Je me souviens… petite, j'étais obsédée par Jem. Absolument obsédée. Je voulais ses cheveux roses, ses boucles d'oreilles holographiques (parce que, soyons honnêtes, qui n'en voulait pas ?), et bien sûr, son groupe. À l'époque, je ne me posais pas trop de questions sur la représentation féminine, hein. C'était Jem, c'était cool, point. Mais en y repensant, c'est fascinant de voir comment les personnages féminins des dessins animés des années 80 ont façonné mon imaginaire, et celui de toute une génération.
Alors, plongeons dans ce monde pailleté et parfois un peu kitsch ! Parlons des héroïnes (et anti-héroïnes) qui ont marqué notre enfance.
Des modèles… ou pas ?
Les années 80, c'était une époque particulière. On avait des cartoons hyper-violents (genre, vraiment violents) comme G.I. Joe ou Les Maîtres de l'Univers, mais aussi des séries plus douces, plus centrées sur des personnages féminins. Mais attention, douces ne veut pas dire sans intérêt! Souvent, elles étaient le cœur émotionnel de l'équipe, ou même les leaders cachées.
Pensez à April O'Neil des Tortues Ninja. Bon, d'accord, elle se faisait souvent kidnapper. Très souvent kidnapper. Mais elle était aussi une journaliste super courageuse, toujours à la recherche de la vérité. Et puis, soyons honnêtes, qui d'autre aurait pu supporter les Tortues si longtemps ? (Non, sérieusement, pensez à l'odeur de pizza qui devait émaner de ces égouts…)
Et que dire de Cheetara des Thundercats ? Rapide, agile, intelligente… une guerrière hors pair ! Et en plus, elle avait la classe. Un vrai modèle, même si sa tenue était un peu... révéleuse, disons. (On était dans les années 80, après tout !)

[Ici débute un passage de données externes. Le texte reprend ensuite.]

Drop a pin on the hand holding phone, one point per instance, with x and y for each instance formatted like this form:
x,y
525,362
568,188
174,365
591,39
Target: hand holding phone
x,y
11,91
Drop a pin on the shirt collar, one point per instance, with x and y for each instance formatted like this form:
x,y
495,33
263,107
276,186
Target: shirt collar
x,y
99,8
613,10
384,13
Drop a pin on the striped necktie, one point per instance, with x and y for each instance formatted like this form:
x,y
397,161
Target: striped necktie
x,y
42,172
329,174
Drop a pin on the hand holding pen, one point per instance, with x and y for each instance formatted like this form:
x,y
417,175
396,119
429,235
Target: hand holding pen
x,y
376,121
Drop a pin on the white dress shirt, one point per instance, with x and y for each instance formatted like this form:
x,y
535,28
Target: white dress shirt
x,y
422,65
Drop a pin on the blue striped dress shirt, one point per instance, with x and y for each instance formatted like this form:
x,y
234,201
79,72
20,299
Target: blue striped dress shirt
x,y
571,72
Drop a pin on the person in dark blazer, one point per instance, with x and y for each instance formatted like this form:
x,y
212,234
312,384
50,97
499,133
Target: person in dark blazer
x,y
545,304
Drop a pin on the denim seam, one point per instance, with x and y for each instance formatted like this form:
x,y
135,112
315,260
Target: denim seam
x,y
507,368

Stéréotypes et contradictions
Bien sûr, il ne faut pas idéaliser. Les années 80, c'était aussi une période bourrée de stéréotypes. La fille fragile à sauver, la "bitch" jalouse de l'héroïne, la "mother hen" qui s'occupe de tout le monde… On les a toutes vues, et on les voit encore aujourd'hui, d'ailleurs. (Mais on en parle moins, c'est déjà ça!)
Et puis, il y avait la question de l'apparence. La plupart de ces héroïnes étaient jeunes, minces, et avec des coiffures… audacieuses! (Jem, on parle de toi !) On était loin de la diversité qu'on voit dans les dessins animés d'aujourd'hui, c'est clair.

Un héritage ambivalent
Alors, quel est l'héritage de ces personnages féminins des années 80 ? Un mélange de bonnes et de mauvaises choses, sans doute. Elles nous ont montré qu'une fille pouvait être courageuse, intelligente, et même sauver le monde. Mais elles nous ont aussi parfois renvoyé des images stéréotypées et limitées.
Mais, au final, je pense que ces personnages ont contribué à briser certaines barrières. Elles ont planté des graines, même si on ne s'en rendait pas compte à l'époque. Et c'est peut-être ça le plus important : elles ont ouvert la voie à des héroïnes plus complexes, plus diverses, plus… vraies. Alors, merci Jem, April, Cheetara, et toutes les autres. Même si vous étiez un peu too much, on vous aimait quand même! (Et on vous aime toujours, secrètement, avouez-le!)